Ne pas confondre avec la dispense de fonds de travaux
C’est l’erreur la plus fréquente. Le PPPT et le fonds de travaux sont deux obligations distinctes, et leurs seuils d’âge ne coïncident pas :
- le fonds de travaux doit être constitué dès que l’immeuble est achevé depuis plus de cinq ans ;
- le PPPT ne s’impose qu’à partir de quinze ans.
Une copropriété dont l’immeuble a, par exemple, dix ans est donc dispensée de PPPT (immeuble trop récent), mais tenue de constituer un fonds de travaux. Les deux dispositifs partagent en revanche la même dispense par DTG : un diagnostic concluant à l’absence de travaux sur dix ans dispense à la fois du plan et du fonds, le temps de sa validité. Pour le détail, voir notre article sur le fonds de travaux obligatoire.
Comment vérifier si l’on est dispensé
En cas de doute, trois éléments permettent de trancher. La date d’achèvement de l’immeuble, d’abord : elle figure dans les documents de la copropriété et détermine le franchissement du seuil de quinze ans. La destination de l’immeuble, ensuite, telle qu’elle ressort du règlement de copropriété et de l’état descriptif de division — présence ou non de lots d’habitation. L’existence, enfin, d’un DTG en cours de validité concluant à l’absence de travaux.
C’est au syndic qu’il revient de vérifier ces points et d’inscrire, ou non, la question du PPPT à l’ordre du jour. En cas d’incertitude sur l’état réel du bâti, un diagnostic technique global lève le doute — et, le plus souvent, confirme la nécessité d’un plan.
Une dispense n’est jamais définitive
Quel que soit le cas, la dispense est temporaire. L’immeuble de moins de quinze ans finit par les atteindre ; le DTG qui dispense aujourd’hui perd sa pertinence à mesure que le bâtiment vieillit ; et la destination d’un immeuble peut évoluer.
Mieux vaut donc considérer ces dispenses comme des délais plutôt que comme des exonérations.

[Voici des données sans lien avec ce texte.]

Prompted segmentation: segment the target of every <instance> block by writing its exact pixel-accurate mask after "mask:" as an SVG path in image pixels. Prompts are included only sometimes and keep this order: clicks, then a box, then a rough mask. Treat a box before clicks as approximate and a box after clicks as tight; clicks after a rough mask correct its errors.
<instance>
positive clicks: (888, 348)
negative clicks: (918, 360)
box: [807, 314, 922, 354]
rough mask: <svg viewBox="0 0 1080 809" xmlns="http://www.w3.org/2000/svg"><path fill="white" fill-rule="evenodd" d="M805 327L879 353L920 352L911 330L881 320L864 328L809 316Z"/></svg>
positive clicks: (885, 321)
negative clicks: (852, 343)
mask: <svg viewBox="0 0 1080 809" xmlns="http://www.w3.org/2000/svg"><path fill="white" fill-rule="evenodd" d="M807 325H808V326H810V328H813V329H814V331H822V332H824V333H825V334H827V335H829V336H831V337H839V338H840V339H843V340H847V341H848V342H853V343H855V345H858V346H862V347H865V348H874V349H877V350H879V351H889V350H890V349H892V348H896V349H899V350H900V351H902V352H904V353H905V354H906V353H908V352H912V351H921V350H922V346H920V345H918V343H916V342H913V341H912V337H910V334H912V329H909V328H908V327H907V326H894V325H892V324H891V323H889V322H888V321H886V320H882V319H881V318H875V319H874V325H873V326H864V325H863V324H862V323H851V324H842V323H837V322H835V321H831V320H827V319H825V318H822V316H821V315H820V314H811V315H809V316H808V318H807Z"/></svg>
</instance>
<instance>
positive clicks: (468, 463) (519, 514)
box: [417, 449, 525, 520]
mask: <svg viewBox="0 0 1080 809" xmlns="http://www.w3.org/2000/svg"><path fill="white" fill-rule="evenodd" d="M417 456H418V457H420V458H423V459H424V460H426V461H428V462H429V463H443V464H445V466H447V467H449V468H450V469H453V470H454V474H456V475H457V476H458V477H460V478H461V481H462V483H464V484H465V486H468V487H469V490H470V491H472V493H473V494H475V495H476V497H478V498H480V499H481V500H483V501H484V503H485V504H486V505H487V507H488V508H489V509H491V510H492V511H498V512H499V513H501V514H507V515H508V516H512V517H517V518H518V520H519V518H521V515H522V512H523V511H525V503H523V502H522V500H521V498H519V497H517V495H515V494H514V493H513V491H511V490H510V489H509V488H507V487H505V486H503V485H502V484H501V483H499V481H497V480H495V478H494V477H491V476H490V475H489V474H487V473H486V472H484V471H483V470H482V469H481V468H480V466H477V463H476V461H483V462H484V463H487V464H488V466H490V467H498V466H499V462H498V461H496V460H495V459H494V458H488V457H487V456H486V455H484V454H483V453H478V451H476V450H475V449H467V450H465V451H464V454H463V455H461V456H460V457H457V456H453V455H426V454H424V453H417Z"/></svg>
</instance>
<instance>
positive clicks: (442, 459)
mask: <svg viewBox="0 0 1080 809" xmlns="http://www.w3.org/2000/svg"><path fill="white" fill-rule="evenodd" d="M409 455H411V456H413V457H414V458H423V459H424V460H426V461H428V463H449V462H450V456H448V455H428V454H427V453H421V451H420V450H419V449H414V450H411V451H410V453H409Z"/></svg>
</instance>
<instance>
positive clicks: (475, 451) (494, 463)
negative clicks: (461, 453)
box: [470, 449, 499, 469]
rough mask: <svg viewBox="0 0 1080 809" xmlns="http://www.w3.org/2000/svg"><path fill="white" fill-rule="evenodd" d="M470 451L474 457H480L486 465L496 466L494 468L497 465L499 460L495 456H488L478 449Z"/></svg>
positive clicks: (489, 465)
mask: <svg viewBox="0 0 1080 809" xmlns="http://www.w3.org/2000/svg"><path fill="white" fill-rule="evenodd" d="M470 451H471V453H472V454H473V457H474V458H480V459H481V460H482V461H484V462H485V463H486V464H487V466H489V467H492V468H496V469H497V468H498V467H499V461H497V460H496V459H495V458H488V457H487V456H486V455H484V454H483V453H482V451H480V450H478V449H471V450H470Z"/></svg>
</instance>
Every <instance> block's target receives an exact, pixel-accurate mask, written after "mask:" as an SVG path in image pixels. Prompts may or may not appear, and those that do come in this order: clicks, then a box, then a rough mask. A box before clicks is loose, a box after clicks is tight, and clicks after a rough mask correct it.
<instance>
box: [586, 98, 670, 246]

Anticiper l’élaboration du plan, plutôt que de la repousser jusqu’à l’échéance, permet d’aborder les travaux sereinement — voir comment se construit un PPPT, étape par étape et la mission de plan pluriannuel de travaux.
L’essentiel à retenir
- Trois cas hors obligation de PPPT : immeuble de moins de quinze ans, immeuble sans usage d’habitation, DTG sans travaux sur dix ans.
- Aucune dispense liée à la taille : les copropriétés jusqu’à 50 lots sont concernées depuis 2025.
- La dispense par DTG est la seule véritable dispense — rare pour un immeuble ancien, et limitée à la validité du diagnostic.
- Le seuil d’âge du PPPT (15 ans) diffère de celui du fonds de travaux (5 ans) : ne pas les confondre.
- Toutes ces dispenses sont temporaires.
Être dispensé aujourd’hui ne dispense pas d’anticiper : dans la plupart des cas, la question du plan finira par se poser.